Вместе с тем я решаюсь еще раз напомнить тем чудакам, кто в наши необыкновенные, суетные, трагические, захватывающие, раздражительные дни нашел бы в себе силы и охоту погружаться всерьез во дни и века вряд ли менее интересные, но очень уж далекие, – напомнить, что книга, по существу, предшествует двум другим, изданным ранее, и составляет первую часть триптиха об историко-культурном своеобразии ренессансного типа культуры в Италии.

Москва, март 1990 года

P.S. Я не стал ни добавлять ссылки на множество исследований, появившихся с тех довольно давних пор, когда эта книга сочинялась, ни вообще что-либо обновлять – даже в тех случаях, когда высказанные соображения я сам потом пересмотрел (например, понятие стилизации здесь отвергнуто в пользу «мифологизации», а уже в книге о «поисках индивидуальности» ренессансная «стилизация» под античность понята, истолкована иначе, методологически реабилитирована). Я, разумеется, спорил с собой, менялся, но ничего трогать в ранних работах не хочется. Выпрямлять путь неинтересно.

Введение

О границах Возрождения

Рассуждая о границах Возрождения во времени и пространстве, я буду исходить из двух посылок. Ими, к сожалению, часто пренебрегают или, во всяком случае, не додумывают их до конца, хотя они до крайности просты и всем известны.

Во-первых. Так как родиной и классической страной Возрождения была Италия, о Возрождении в других странах и в иные времена позволительно говорить лишь постольку, поскольку объясняемая нами культура обнаруживает – по существу и в главном – близость к итальянской ренессансной культуре.

На это, разумеется, можно возразить и обычно возражают, что у каждого народа ренессансность осуществлялась на своем уровне и в особой форме, внешне не похожей на Италию.

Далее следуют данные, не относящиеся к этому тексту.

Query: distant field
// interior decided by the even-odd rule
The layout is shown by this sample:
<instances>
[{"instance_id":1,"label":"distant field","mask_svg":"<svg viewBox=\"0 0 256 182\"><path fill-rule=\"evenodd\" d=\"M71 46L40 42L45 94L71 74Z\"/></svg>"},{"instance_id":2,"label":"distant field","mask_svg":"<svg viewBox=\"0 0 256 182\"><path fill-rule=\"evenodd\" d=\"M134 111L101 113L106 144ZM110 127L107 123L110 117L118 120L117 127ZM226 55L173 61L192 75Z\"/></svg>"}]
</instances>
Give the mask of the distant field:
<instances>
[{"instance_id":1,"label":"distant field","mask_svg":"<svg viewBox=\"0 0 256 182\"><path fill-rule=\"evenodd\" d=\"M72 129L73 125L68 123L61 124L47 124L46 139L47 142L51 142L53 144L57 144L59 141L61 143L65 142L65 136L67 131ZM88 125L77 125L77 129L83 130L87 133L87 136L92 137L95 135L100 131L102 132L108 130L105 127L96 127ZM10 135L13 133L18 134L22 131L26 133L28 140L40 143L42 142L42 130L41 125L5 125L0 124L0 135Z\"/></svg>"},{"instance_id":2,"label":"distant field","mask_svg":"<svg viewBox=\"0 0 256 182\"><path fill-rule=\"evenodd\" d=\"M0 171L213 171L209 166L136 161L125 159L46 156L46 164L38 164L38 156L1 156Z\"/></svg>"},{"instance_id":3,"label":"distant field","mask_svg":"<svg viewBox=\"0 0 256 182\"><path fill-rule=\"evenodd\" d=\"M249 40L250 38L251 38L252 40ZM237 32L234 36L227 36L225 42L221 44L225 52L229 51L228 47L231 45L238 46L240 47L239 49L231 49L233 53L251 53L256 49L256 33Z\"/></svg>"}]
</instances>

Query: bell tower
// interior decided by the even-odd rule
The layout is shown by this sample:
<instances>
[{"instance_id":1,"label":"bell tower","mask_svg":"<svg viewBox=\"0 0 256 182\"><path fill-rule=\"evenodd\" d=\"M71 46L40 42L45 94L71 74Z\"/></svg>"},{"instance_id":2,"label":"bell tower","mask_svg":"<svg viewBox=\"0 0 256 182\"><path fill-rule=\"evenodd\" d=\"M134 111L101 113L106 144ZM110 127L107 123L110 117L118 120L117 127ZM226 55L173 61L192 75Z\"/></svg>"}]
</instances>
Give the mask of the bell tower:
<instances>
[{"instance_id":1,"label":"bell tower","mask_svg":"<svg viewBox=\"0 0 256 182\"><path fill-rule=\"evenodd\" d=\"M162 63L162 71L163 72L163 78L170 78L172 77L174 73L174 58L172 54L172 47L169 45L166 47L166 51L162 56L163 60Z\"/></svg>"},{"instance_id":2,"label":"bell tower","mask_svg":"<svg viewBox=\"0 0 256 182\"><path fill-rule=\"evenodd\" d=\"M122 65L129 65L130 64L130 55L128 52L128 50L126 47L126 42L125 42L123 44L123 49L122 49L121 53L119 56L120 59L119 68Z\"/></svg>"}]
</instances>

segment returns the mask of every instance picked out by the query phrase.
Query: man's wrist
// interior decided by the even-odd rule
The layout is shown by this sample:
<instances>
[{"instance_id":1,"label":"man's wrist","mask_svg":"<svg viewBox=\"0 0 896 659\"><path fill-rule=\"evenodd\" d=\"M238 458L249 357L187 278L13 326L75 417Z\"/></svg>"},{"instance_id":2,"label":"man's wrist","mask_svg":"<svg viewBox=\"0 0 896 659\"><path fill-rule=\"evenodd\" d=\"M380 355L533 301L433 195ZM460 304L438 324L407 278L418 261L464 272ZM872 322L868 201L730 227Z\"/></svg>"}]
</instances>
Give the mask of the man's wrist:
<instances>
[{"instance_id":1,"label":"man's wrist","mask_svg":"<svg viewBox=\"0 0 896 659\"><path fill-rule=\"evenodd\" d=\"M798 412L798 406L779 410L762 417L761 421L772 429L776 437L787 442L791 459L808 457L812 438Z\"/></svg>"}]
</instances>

Да и как ожидать, чтобы Возрождение, например, лютеровской Германии или тем более у славян, а то и в Китае VIII–IX вв., соответствовало нашим впечатлениям от Флоренции Лоренцо Великолепного. А все-таки речь идет о сколь угодно богатом разнообразии в конкретно-исторических пределах одного культурного типа, о местных вариантах и перепадах в выражении некоего общего значения, не так ли? Причем никто, кажется, не отрицает, что Итальянское Возрождение дает самую последовательную, всеохватную, хорошо изученную модель. Одно из двух: или в каком-то случае перед нами и впрямь разновидность того же, что было в Италии; или эта модель ничего не объясняет и подталкивает к почти пародийным натяжкам, но, значит, мы столкнулись с культурой отнюдь не ренессансного склада.

Своеобразные отклонения и национальные модификации классической модели, конечно, естественны и неизбежны; однако они (по определению) не должны уравновешивать или тем более перевешивать общее и сходное. Иначе какой же смысл называть нечто чуждое и немыслимое для Возрождения, каким мы его знаем на итальянском материале, тоже «Возрождением»?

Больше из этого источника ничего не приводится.